# Fantastic Horse Show Yesterday!!



## Dartanion (Dec 8, 2008)

So yesterday was the third show of a four show buckle series for my region. Dartanion & I did really well I was very proud of him! There was a $45.00 all day fee so I just entered a bunch of classes mainly for fun and to abuse the fee LOL. I will post pictures as soon as the guy posts them online but for now here are the results of how we did:

Halter Geldings 6&Up 2nd O/F 4
Halter Color 2nd O/F 6
Halter Open 3rd O/F 6
Showmanship 18&Over 3rd out of 6 
Showmanship Open 2nd out of 6
English Pleasure 18&Up w/t 3rd out of 6
English Pleasure Open 3rd out of 5
English EQ Open w/t 1st out of 5
English EQ 18&Up 1st out of 5
English EQ Open 1st out of 6
Hunter Hack 1st out of 2 
Hunters 2' 1st out of 3
Hunters 2'3" 1st out of 3 
(However those jumps were more like 2'6" because a lot of the horses were refusing the jumps but since I school 2'6" and 3' at home D didn't have much of a problem. Hopfully I can get a good pic to show everyone.)

How my Niece Did:
English pleasure w/t 13&Under 3rd out of 4
English EQ W/T 13&Under 2nd out of 4 (youngest girl in the class at 9yrs old hahaha go Bailie!)

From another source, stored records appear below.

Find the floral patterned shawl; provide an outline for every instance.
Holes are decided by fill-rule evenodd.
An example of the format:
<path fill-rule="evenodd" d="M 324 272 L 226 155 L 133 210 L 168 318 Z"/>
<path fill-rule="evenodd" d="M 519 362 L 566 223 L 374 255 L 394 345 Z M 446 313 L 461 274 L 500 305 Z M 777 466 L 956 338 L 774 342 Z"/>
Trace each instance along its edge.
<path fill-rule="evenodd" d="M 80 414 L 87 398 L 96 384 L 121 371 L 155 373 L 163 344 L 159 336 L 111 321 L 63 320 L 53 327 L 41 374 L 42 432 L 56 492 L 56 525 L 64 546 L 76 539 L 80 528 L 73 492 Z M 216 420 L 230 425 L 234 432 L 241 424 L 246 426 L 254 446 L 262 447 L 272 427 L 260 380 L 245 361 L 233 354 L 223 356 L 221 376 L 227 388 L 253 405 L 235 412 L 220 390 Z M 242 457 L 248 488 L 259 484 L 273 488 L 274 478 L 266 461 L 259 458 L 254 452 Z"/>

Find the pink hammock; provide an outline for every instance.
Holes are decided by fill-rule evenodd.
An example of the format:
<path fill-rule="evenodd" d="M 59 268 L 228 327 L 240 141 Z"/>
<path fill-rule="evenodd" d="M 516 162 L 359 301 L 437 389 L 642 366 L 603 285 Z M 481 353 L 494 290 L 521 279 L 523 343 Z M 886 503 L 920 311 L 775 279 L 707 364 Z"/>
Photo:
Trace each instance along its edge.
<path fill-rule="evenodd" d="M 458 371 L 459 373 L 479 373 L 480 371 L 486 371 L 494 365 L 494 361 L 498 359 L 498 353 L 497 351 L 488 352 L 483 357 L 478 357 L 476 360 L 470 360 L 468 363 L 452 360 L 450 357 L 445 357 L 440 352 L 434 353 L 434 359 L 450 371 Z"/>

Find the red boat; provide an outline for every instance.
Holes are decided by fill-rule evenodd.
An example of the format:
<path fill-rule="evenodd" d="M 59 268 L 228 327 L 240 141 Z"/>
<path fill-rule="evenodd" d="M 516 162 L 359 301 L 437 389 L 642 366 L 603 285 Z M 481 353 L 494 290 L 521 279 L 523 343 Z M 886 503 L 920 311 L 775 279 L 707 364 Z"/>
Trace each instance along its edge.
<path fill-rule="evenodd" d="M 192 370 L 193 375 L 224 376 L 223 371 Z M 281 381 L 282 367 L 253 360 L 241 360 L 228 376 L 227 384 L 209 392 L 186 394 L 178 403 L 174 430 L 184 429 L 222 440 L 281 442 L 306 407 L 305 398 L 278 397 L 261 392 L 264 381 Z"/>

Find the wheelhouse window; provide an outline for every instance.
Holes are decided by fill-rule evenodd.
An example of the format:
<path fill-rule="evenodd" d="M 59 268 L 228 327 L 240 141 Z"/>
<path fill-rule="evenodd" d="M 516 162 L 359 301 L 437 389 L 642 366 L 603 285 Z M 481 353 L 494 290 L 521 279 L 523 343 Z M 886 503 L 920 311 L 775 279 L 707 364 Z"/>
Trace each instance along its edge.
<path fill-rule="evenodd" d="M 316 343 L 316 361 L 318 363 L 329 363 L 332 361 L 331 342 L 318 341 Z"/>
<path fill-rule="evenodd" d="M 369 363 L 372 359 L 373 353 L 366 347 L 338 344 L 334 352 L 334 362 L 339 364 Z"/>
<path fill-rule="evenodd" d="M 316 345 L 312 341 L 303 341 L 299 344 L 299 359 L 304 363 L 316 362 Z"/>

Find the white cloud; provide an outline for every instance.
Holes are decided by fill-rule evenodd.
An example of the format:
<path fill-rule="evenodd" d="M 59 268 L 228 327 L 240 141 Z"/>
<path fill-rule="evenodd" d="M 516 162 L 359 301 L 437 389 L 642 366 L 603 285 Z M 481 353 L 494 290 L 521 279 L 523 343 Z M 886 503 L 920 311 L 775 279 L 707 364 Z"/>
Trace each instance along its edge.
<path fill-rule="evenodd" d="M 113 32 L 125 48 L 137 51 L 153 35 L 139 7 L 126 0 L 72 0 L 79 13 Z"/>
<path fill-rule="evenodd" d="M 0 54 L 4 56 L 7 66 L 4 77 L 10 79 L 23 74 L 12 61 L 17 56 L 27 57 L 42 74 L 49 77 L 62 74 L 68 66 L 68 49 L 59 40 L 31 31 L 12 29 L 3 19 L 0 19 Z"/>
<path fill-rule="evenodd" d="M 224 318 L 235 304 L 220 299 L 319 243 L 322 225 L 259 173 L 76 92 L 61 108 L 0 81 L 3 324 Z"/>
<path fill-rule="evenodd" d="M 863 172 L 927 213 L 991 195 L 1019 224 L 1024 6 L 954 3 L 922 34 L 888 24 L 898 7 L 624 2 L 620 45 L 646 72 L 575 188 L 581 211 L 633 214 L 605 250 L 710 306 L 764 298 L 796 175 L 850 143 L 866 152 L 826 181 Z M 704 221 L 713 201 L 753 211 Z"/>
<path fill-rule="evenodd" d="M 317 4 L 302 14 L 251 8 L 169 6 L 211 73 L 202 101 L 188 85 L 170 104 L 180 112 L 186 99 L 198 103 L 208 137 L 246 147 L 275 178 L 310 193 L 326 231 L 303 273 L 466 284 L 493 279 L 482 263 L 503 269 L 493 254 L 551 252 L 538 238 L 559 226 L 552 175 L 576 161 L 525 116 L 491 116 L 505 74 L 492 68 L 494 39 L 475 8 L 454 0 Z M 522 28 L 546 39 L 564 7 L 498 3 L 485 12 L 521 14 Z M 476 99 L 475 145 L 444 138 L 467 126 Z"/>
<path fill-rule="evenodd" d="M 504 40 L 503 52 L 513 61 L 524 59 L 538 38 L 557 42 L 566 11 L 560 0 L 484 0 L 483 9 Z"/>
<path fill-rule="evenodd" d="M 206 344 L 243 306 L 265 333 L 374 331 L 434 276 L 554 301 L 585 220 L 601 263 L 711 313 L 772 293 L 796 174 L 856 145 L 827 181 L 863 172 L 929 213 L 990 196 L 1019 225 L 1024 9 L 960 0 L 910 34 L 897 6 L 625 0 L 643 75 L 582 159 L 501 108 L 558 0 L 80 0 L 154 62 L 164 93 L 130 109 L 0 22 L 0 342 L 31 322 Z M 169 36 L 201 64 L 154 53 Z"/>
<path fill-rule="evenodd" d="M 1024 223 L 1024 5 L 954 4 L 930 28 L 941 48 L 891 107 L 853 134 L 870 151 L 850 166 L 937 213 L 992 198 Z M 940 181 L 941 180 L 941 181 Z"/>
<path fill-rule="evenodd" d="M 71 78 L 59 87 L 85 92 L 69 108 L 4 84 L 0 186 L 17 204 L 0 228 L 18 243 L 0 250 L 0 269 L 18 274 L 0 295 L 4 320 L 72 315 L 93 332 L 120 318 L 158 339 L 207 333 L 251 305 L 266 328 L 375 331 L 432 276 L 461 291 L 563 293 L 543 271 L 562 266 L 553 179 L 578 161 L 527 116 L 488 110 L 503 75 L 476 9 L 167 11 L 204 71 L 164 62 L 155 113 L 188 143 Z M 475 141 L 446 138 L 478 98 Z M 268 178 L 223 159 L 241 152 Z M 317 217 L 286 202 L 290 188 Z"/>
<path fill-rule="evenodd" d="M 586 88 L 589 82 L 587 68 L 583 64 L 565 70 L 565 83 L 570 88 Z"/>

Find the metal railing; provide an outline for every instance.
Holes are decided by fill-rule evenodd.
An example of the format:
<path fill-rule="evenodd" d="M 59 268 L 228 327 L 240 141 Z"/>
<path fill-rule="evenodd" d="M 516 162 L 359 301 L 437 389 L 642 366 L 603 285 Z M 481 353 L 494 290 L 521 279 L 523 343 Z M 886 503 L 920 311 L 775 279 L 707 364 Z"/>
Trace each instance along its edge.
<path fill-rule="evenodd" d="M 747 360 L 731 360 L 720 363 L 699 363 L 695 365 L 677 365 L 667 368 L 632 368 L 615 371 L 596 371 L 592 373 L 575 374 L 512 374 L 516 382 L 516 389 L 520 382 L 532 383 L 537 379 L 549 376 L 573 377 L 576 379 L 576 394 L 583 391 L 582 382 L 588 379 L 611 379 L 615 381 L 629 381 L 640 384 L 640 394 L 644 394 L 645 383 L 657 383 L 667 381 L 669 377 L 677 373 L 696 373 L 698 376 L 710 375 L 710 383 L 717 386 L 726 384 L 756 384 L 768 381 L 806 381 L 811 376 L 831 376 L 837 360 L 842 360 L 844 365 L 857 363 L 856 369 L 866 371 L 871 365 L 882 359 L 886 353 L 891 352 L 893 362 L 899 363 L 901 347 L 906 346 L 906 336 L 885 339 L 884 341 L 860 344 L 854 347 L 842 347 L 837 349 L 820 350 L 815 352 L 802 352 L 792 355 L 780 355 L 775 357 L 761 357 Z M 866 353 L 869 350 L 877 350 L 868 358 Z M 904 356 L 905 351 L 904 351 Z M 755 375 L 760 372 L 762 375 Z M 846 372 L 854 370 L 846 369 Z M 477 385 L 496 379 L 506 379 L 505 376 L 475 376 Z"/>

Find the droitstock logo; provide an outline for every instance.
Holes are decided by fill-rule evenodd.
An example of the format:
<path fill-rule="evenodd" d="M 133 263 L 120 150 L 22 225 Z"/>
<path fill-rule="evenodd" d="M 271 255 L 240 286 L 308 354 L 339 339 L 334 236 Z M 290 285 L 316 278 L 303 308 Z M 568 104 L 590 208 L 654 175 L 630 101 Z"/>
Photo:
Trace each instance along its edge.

Just wanted to share the fun day!  I hope everyone else is having a safe and fun showseason!


----------



## Dartanion (Dec 8, 2008)

*Picture of Bailie in her EQ class*


9yr old Bailie in her 13&under EQ class.


----------



## anrz (Dec 21, 2008)

Wow- great job- you and your niece!


----------



## Dartanion (Dec 8, 2008)

anrz said:


> Wow- great job- you and your niece!


Thank you, We have to get my niece to relax at shows though because at home D goes along for her like a perfect little breed show horse LOL. Then at shows he hollows out (which he use to do with me when I did 14-17) so I am thinking we need to get her to warm up a little longer so she can really relax.


----------